Срок правления диктатора – величина крайне неопределенная. Он издает приказы, но, если армейское начальство может уклониться от их выполнения, оно так и делает под тем или иным предлогом. В этом отношении русский характер очень специфичен. Он подчиняется только одному – силе. Патриотизм и дух гражданственности, как мы его понимаем, выражен довольно слабо. Каждый смотрит на приказ со своей личной точки зрения: «Как это отразится на мне?», и редко, если такое вообще бывает: «Как это отразится на моей стране?»
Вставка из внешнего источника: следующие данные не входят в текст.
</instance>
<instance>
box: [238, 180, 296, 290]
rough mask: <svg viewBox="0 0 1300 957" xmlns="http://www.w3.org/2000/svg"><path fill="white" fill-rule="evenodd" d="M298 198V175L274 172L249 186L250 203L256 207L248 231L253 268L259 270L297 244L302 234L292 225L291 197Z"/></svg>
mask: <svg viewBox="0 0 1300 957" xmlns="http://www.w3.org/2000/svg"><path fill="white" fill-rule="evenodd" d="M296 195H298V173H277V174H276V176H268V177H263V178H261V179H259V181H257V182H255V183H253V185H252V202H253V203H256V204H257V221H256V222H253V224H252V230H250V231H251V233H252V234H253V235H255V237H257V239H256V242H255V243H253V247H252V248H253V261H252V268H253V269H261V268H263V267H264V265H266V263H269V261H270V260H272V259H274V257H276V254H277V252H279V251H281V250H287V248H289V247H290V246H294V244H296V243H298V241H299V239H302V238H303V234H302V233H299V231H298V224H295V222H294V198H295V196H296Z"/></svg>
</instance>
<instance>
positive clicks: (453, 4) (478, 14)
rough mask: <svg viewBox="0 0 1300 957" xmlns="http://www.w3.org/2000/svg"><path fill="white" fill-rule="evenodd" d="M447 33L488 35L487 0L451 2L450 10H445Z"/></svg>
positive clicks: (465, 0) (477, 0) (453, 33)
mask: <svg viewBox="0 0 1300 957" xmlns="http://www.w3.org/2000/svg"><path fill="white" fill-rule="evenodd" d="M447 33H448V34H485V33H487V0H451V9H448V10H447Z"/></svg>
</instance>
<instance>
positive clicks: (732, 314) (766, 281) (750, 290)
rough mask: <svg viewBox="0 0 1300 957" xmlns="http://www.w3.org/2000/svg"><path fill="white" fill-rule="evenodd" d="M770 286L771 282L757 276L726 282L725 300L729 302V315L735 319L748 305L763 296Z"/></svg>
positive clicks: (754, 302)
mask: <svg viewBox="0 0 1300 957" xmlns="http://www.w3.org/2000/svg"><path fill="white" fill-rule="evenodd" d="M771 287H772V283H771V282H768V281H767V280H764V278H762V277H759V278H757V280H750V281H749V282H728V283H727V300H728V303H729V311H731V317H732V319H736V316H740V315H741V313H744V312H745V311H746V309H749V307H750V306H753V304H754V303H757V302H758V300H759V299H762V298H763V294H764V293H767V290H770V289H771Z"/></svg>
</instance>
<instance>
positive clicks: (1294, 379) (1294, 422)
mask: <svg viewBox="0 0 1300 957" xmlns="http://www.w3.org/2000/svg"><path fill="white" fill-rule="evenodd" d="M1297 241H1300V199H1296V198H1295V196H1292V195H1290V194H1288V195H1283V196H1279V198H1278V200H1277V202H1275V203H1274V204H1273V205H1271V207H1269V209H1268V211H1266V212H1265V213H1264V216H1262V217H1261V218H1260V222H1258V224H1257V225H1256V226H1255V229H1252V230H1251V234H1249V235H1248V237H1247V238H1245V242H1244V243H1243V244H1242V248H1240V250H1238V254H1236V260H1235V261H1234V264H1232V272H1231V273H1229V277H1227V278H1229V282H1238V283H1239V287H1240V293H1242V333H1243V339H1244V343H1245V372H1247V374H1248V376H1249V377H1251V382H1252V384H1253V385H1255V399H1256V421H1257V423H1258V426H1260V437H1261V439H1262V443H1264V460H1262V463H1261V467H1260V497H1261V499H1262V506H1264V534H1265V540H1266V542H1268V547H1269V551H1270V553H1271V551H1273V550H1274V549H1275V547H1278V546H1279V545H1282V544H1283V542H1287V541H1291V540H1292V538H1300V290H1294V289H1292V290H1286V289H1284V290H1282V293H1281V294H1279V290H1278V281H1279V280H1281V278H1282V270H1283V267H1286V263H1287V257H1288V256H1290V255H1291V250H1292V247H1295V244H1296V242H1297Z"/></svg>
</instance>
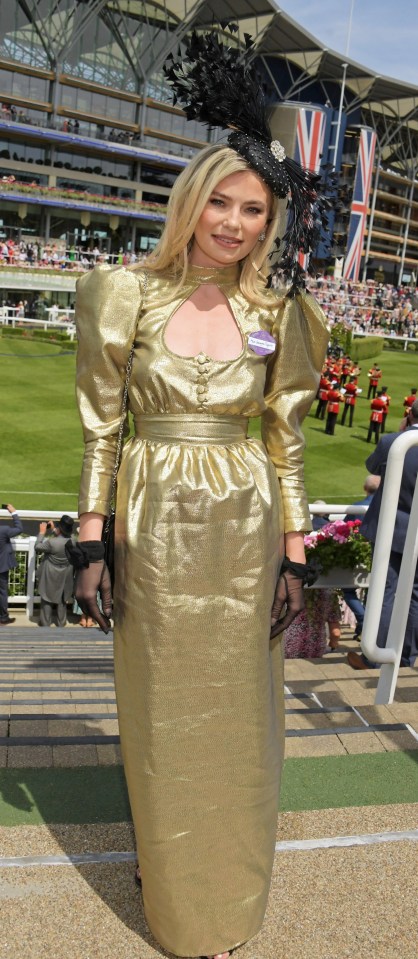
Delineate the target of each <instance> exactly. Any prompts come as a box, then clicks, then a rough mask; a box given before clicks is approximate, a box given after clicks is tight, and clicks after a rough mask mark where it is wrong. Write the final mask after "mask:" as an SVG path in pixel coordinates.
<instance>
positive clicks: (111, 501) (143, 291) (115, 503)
mask: <svg viewBox="0 0 418 959" xmlns="http://www.w3.org/2000/svg"><path fill="white" fill-rule="evenodd" d="M147 286H148V273H146V274H145V279H144V285H143V288H142V300H144V299H145V293H146V291H147ZM133 355H134V343H132V346H131V349H130V351H129V357H128V362H127V364H126V376H125V386H124V389H123V397H122V415H121V418H120V424H119V433H118V443H117V447H116V459H115V465H114V467H113V473H112V486H111V490H110V503H111V508H110V513H109V516H108V517H107V519H106V521H105V523H104V524H103V532H102V543H103V545H104V560H105V563H106V566H107V568H108V570H109V573H110V579H111V583H112V590H113V586H114V582H115V514H116V489H117V481H118V472H119V467H120V461H121V459H122V449H123V434H124V430H125V420H126V413H127V407H128V388H129V380H130V376H131V371H132V360H133Z"/></svg>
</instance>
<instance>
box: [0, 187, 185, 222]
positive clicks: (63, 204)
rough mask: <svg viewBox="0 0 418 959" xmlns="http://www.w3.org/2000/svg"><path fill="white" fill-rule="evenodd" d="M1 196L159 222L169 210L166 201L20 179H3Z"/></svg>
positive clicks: (9, 197) (21, 201)
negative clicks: (113, 193)
mask: <svg viewBox="0 0 418 959" xmlns="http://www.w3.org/2000/svg"><path fill="white" fill-rule="evenodd" d="M0 196H2V197H3V198H4V199H7V198H9V199H11V200H16V201H18V202H19V203H44V204H46V205H47V206H59V207H63V206H65V207H73V208H76V209H83V210H97V211H101V212H105V213H113V214H125V216H126V215H128V216H142V217H146V218H148V219H151V220H159V221H164V220H165V214H166V210H167V207H166V205H165V204H162V203H151V202H149V201H146V200H143V201H142V200H141V201H137V200H132V199H130V198H129V199H124V198H122V197H117V196H105V195H100V194H97V193H88V192H87V191H83V190H71V189H67V188H65V187H55V186H48V187H47V186H39V185H38V184H32V183H20V182H19V181H18V180H12V179H11V178H10V179H7V178H4V179H3V180H0Z"/></svg>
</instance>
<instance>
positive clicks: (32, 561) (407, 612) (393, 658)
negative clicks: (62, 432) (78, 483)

Удивительно, как много уже успел сделать Колчак, и все же казалось, что его карьера может закончиться в любой момент, несмотря на все предосторожности его друзей. А таких было немного. Ни один настоящий диктатор не может рассчитывать, что они у него будут. В России не будет много друзей у того, кто ставит общественные интересы выше личных.
Подготовка к наступлению на Пермь шла полным ходом, когда от генерала Дутова пришла депеша, в которой утверждалось: «Из-за давления наших сил на их левый фланг большевицкие главари решили сделать то, что они называют „работой в тылу врага“. Семьдесят человек из числа лучших агитаторов и наиболее толковых агентов и офицеров просочились через наши ряды и теперь рассредоточились где-то среди нас». Единственное, что мы могли сделать, – это ждать и следить, где это предательское движение себя обнаружит.
Тот факт, что Колчак высказался за проведение всеобщих выборов в Национальную ассамблею, которая должна принять решение о предстоящей форме правления в России, как только будет восстановлен порядок, полностью развеял мечты офицеров старой армии о быстром возврате к самодержавию. Его заявления против экстремистов любого толка объединили большевиков и сторонников царизма практически в один лагерь. Его интерес к английским традициям и институтам был хорошо известен; еще до революции он выступал как сторонник конституционализма. Приверженцы царизма надеялись, что принятие им верховной власти свидетельствует, что он отказался от своих демократических принципов, но постепенно его официальные заявления представителям британского правительства стали просачиваться наружу и сеять страх в рядах обеих групп сторонников абсолютизма. Лидеры большевиков никогда не скрывали своего трепета и ужаса перед демократией, как ее понимали в Англии, и заявляли, что скорее предпочтут возвращение к старому режиму, чем конституцию, подобную английской или американской. Следовательно, не существует реальной разницы в принципах большевиков и приверженцев старого режима, вопрос лишь в том, кому достанется власть. В тот момент они оставили этот пункт на потом и объединились, чтобы уничтожить человека, который был врагом и тех и других.